There is a lot of independence involved in forming an LLC. California LLC formation offers advantages that are otherwise not available to corporations or limited partnerships. Many issues have to be decided prior to the formation of a LLC, including the laws in California governing the LLC formation, the tax situation, and the role of LLCs as partnership. However, the LLC may be taxed as another entity if the members so require.

LLC is basically an abbreviation of Limited Liability Company. The law requires that the name of the company should include these words, i.e. Limited Liability Company or its abbreviation or any other short form to signify the three words. A California LLC can be member-managed or manager-managed. The former is similar to a partnership, in the sense that each of the members can equally represent the company or each member is equally responsible to and for the company. The latter on the other hand is where only the designated manager can bind the company.

The Beverley-Killea Limited Liability Company Act was enacted in 1996. This act provides for the formation of LLCs.
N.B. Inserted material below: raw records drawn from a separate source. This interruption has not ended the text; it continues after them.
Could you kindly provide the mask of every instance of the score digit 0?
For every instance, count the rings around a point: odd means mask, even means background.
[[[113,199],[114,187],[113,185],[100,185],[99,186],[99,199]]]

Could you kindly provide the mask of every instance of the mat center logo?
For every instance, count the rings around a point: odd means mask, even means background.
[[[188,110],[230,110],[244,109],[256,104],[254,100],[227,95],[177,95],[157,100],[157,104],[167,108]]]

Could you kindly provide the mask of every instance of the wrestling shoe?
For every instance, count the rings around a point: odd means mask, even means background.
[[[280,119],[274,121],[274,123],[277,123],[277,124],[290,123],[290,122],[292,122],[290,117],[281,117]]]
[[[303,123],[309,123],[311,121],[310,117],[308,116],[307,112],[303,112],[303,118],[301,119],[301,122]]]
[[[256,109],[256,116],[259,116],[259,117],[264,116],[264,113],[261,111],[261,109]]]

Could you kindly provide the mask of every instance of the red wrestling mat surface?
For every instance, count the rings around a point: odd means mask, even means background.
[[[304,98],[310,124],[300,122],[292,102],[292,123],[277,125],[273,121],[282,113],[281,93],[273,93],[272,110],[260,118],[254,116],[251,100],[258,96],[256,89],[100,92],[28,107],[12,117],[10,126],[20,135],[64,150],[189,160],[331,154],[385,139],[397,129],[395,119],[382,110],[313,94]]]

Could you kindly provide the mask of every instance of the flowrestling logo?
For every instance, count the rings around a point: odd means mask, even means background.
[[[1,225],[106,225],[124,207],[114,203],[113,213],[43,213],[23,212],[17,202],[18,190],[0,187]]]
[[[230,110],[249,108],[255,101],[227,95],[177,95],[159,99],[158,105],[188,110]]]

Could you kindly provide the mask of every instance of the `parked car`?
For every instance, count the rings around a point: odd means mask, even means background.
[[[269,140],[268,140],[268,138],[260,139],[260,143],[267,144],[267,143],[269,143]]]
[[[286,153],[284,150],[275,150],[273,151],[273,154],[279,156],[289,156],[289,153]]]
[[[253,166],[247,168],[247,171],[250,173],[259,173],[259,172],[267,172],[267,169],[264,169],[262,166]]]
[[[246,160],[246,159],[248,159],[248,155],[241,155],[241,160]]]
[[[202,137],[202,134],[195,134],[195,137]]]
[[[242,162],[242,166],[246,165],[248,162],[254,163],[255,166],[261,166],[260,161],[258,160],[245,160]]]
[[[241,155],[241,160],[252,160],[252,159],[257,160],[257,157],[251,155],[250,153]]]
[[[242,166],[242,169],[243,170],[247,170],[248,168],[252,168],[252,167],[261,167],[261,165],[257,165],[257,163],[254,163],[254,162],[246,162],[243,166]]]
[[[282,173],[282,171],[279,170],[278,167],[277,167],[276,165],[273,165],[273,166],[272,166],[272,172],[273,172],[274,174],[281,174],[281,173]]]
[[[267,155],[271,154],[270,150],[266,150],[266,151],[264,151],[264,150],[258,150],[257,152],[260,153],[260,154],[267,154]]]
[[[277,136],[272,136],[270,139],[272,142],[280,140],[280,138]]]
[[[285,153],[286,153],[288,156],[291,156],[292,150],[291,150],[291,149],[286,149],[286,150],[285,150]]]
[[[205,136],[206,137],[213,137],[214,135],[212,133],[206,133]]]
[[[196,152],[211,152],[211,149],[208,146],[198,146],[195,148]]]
It is commonly used as an alternative for incorporating. To begin with the formation of an LLC, Articles of Organization are to be filed. The members should sign a memorandum of agreement. The Articles are to be filed with the Secretary of State. How to go about forming an LLC in California and the advantages of doing so are discussed herein.

In case of an operating agreement not being drawn up, the provisions in the statute become applicable. Such an Agreement may be entered into before or after the Articles are filed. The name of the LLC to be included in the Articles should not be deceptively similar to any other California LLC or international LLC permitted to do business in California. The Beverley-Killea Act was amended to permit the LLC with a single member. Further, the law now also allows the perpetual duration of an LLC.

The Articles of Organization to be filed must include the Name of the LLC, the purpose for which the company is formed, a description of the nature of business basically including the principal business activity and also information to indicate which member and/or how many of them will manage the LLC. Though the legal identity of the LLC comes into existence after filing the articles, the same does not render any structure to the Company.

Once the legal entity of the LLC comes into existence, the minimum membership required is two. Though there is provision for a single member company in California it can only be done in limited circumstances, as provided by the state act. The interests of the members of the company cannot be transferred unless otherwise provided by the articles of agreement. The LLC is like a combination of a partnership and a corporation, although the formalities to be carried out are much less than in the case of a corporation.

California LLC formation thus has lots of advantages. It offers more flexibility in managing a company. Also, there is lack of rigid procedural requirements. The informality ensures freedom of working. There are no management restrictions and limitations relating to stocks and shareholding.